200 examples in the public dataset leaves very little room for training!

Using `gpt-3.5-turbo` I created another 500 high quality examples at my expense [that I share freely here](https://www.kaggle.com/datasets/radek1/additional-train-data-for-llm-science-exam). They are what (as of now) pushes this notebook to the highest achieved score across the public notebooks (`0.723`)!

If you find the additional training examples useful, please upvote the dataset! 😊

👉 [additional train data for LLM Science Exam 🥳](https://www.kaggle.com/datasets/radek1/additional-train-data-for-llm-science-exam)

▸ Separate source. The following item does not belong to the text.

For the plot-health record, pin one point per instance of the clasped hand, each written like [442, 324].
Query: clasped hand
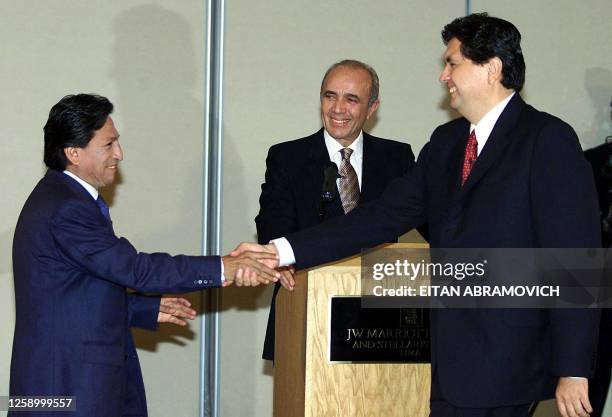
[251, 264]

Thank you! Appreciate your help! 🙏🙏🙏

This notebook builds on a [notebook](https://www.kaggle.com/code/leonidkulyk/lb-0-709-llm-se-deberta-v3-large-i-1k-wiki) by LEONID KULYK. Among some of the changes are:

* use of a new high quality dataset for training
* modified training procedure carried out in the notebook
* general streamlining of code/training for readability

# Preprocessing the dataset

In [1]:
from typing import Optional, Union
import pandas as pd
import numpy as np
import torch
from datasets import Dataset
from dataclasses import dataclass
from transformers import AutoTokenizer
from transformers.tokenization_utils_base import PreTrainedTokenizerBase, PaddingStrategy
from transformers import AutoModelForMultipleChoice, TrainingArguments, Trainer, AutoModel

deberta_v3_large = '/kaggle/input/deberta-v3-large-hf-weights'

caused by: ['/opt/conda/lib/python3.10/site-packages/tensorflow_io/python/ops/libtensorflow_io_plugins.so: undefined symbol: _ZN3tsl6StatusC1EN10tensorflow5error4CodeESt17basic_string_viewIcSt11char_traitsIcEENS_14SourceLocationE']
caused by: ['/opt/conda/lib/python3.10/site-packages/tensorflow_io/python/ops/libtensorflow_io.so: undefined symbol: _ZTVN10tensorflow13GcsFileSystemE']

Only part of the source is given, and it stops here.